Even though months have passed since the experience, Michelle is still wary. “I’m hoping it’s come to an end. But I haven’t put my clothes back in the cupboard. So I’m not convinced, clearly. I’m a bit nervous about doing that, even though I know it looks like things are okay, and we’re not getting bitten. So we’re still living like that. It’s still kind of hovering. Just this week, I’ve had a few times when I’ve felt itchy. And I had forgotten how I was completely consumed by that.”

For those still consumed in the eradication effort, things are even worse.

As I’m cleaning out a downstairs closet with my mother, I see her suddenly jump up. She picks up something small and dark in her fingers, and asks me to look at it. It’s a pebble. She asks me whether I’m sure it’s not a bug. I’m positive, I say. Even so, she sprays down the spot with half a bottle of pesticide.

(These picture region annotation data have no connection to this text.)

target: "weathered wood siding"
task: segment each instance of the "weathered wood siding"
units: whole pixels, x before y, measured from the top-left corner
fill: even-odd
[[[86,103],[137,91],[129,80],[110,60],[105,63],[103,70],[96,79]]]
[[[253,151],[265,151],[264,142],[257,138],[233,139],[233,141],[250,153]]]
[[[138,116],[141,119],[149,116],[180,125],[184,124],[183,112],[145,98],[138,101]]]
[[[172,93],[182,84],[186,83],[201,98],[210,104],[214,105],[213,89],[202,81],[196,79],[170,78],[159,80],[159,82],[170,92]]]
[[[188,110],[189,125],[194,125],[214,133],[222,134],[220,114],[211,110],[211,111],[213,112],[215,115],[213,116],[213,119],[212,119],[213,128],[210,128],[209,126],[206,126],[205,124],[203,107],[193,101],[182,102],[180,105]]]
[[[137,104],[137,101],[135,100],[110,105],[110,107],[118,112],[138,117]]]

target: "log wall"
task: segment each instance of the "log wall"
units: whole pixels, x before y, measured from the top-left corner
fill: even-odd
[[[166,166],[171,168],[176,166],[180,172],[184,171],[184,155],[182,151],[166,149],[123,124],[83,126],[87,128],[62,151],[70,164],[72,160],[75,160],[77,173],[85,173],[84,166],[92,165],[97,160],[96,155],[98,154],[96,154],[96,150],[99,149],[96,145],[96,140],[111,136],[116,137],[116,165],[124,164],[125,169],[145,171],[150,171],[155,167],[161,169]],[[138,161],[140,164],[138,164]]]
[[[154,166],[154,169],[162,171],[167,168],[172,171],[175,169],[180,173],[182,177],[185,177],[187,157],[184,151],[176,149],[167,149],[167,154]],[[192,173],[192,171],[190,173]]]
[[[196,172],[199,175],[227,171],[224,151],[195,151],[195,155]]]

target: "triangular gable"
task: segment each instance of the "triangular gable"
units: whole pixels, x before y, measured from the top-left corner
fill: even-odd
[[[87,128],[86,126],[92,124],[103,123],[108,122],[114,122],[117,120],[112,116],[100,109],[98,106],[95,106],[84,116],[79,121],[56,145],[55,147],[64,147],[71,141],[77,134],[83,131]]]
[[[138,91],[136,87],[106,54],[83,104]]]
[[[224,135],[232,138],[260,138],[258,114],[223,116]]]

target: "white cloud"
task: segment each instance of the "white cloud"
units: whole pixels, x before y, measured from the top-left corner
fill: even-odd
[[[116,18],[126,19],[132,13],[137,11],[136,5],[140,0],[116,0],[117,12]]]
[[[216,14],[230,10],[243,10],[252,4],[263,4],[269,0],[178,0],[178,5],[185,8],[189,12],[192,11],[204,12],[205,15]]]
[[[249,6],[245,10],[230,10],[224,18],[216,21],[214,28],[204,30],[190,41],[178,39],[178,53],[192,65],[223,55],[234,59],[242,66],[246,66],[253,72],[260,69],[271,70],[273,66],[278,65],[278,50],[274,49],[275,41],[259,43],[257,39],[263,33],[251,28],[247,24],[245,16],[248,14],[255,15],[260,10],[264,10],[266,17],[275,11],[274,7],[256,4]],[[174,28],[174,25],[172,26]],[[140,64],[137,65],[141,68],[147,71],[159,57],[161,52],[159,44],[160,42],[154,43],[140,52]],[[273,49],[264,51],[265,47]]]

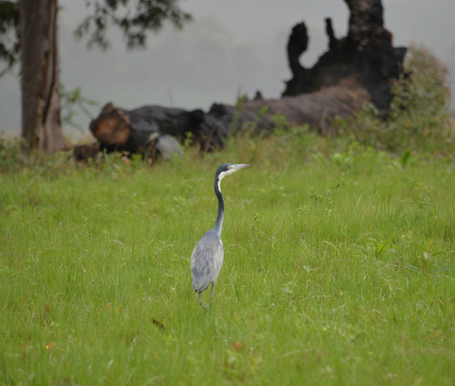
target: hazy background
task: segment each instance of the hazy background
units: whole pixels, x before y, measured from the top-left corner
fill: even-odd
[[[83,0],[61,0],[59,13],[61,83],[80,87],[96,101],[93,117],[107,102],[126,109],[161,104],[207,110],[214,102],[234,104],[239,94],[278,97],[291,77],[286,45],[291,27],[305,21],[308,50],[300,58],[311,66],[327,49],[324,18],[331,17],[337,37],[348,30],[343,0],[183,0],[193,15],[183,30],[170,26],[149,35],[147,48],[127,52],[121,34],[111,29],[108,51],[87,51],[73,32],[88,12]],[[394,45],[423,45],[445,63],[455,93],[455,0],[382,0],[385,25]],[[15,74],[18,69],[15,70]],[[455,104],[451,102],[452,109]],[[78,114],[75,130],[88,132],[90,118]],[[0,133],[20,133],[19,79],[0,78]]]

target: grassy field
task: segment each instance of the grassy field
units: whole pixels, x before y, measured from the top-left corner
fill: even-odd
[[[453,385],[455,163],[336,147],[0,174],[0,384]],[[225,162],[252,166],[223,180],[207,312],[189,258]]]

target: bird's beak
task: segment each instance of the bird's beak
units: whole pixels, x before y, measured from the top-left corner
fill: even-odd
[[[235,171],[238,171],[238,169],[243,169],[245,167],[251,166],[248,163],[236,163],[230,166],[230,169],[234,169]]]

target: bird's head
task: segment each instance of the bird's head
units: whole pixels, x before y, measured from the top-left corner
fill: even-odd
[[[243,169],[245,167],[248,167],[248,163],[223,163],[217,170],[217,176],[218,180],[221,181],[227,175],[232,174],[236,173],[238,170]]]
[[[248,163],[223,163],[218,167],[217,170],[217,173],[215,174],[215,179],[218,185],[218,190],[220,189],[219,183],[221,180],[226,177],[227,175],[232,174],[233,173],[236,173],[238,170],[246,168],[250,166]]]

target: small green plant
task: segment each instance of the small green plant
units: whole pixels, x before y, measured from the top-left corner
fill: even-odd
[[[379,116],[366,104],[352,121],[339,122],[360,144],[402,154],[407,152],[450,154],[455,144],[455,125],[450,120],[447,69],[425,49],[411,48],[405,63],[406,74],[395,82],[389,115]]]

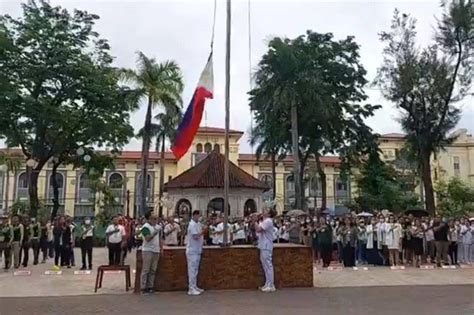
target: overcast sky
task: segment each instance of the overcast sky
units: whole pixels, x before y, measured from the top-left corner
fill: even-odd
[[[158,60],[174,59],[182,68],[185,78],[183,93],[187,106],[199,74],[209,54],[214,0],[54,0],[68,9],[78,8],[98,14],[96,30],[110,41],[115,64],[121,67],[135,65],[135,52],[140,50]],[[372,80],[382,62],[382,45],[378,33],[388,30],[393,10],[411,13],[418,19],[420,44],[429,43],[439,16],[439,0],[411,1],[318,1],[318,0],[250,0],[251,5],[251,67],[266,51],[266,43],[274,36],[294,38],[313,30],[332,32],[337,39],[355,36],[361,46],[362,64]],[[21,14],[20,1],[0,0],[0,13]],[[248,131],[250,112],[248,1],[233,0],[231,53],[231,128]],[[207,104],[201,126],[224,126],[224,55],[225,55],[225,1],[217,0],[217,21],[214,44],[215,98]],[[383,105],[368,124],[375,132],[400,132],[396,122],[397,110],[385,101],[379,91],[368,89],[369,102]],[[474,132],[474,100],[462,104],[463,117],[459,124]],[[132,116],[132,124],[143,126],[145,110]],[[245,137],[241,152],[250,152]],[[132,140],[127,149],[140,149]]]

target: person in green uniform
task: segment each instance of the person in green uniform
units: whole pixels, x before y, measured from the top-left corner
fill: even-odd
[[[11,263],[11,243],[13,240],[13,230],[11,226],[7,222],[7,218],[0,217],[0,258],[2,257],[3,252],[3,259],[5,262],[5,271],[10,269]]]
[[[327,224],[326,218],[319,219],[319,227],[316,229],[318,234],[319,250],[323,259],[323,267],[329,267],[332,258],[332,228]]]
[[[35,218],[31,219],[30,224],[30,240],[31,248],[33,249],[33,265],[38,264],[39,250],[40,250],[40,236],[41,236],[41,226],[36,222]]]
[[[20,251],[20,261],[23,257],[23,267],[28,267],[28,261],[30,258],[30,248],[31,248],[31,219],[29,216],[24,215],[22,219],[23,224],[23,242],[21,243],[21,251]]]
[[[13,253],[13,267],[18,269],[20,267],[20,250],[23,243],[23,224],[20,223],[20,218],[17,215],[12,217],[13,240],[11,250]]]

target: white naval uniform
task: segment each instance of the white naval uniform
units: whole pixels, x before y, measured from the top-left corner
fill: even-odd
[[[193,235],[199,235],[195,239]],[[188,287],[189,290],[197,288],[197,275],[199,272],[199,263],[201,262],[202,246],[204,238],[202,235],[201,223],[191,220],[188,225],[188,243],[186,244],[186,260],[188,263]]]
[[[274,287],[273,282],[273,220],[264,219],[259,226],[263,229],[258,233],[258,249],[260,262],[265,273],[265,287]]]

I’ve told my mother about my concern with all the pesticide she’s been pumping out all over the house. I’m pretty sure this stuff is more dangerous than the bugs themselves. All she does is answer dryly, “I’d rather die of pesticide than have bedbugs in my house.”

Unsurprisingly, one of my greatest fears over the past weeks has been whether I too will get bedbugs. When a friend of mine called to tell me she’d found a relatively widespread infestation at her house, I spent the rest of the day inspecting my apartment for any signs of bedbugs. Every spot of lint I found put me in states of panic which, in retrospect, I find laughable. But even now I still avoid putting my belongings on the floor. I never leave clothes on the bed and can’t help holding a particular aversion to fabric seating.

It’s difficult to say when things will finally be over, when things will return to normal. After an infestation, when does your house start feeling like home again? Can you ever get that feeling back?

“Oh no, it doesn’t feel the same,” says Frank. “I think I’ll be able to get back to it, but I think it’ll take several weeks. It is like a traumatic event, where you have reminders of it. No, I think it takes a while to recover.”

Frank grins as he muses over the seemingly irrational stress that threw his life into chaos not long ago. “I’m laughing about it now, but boy, when it hits you, you feel kind of homeless.”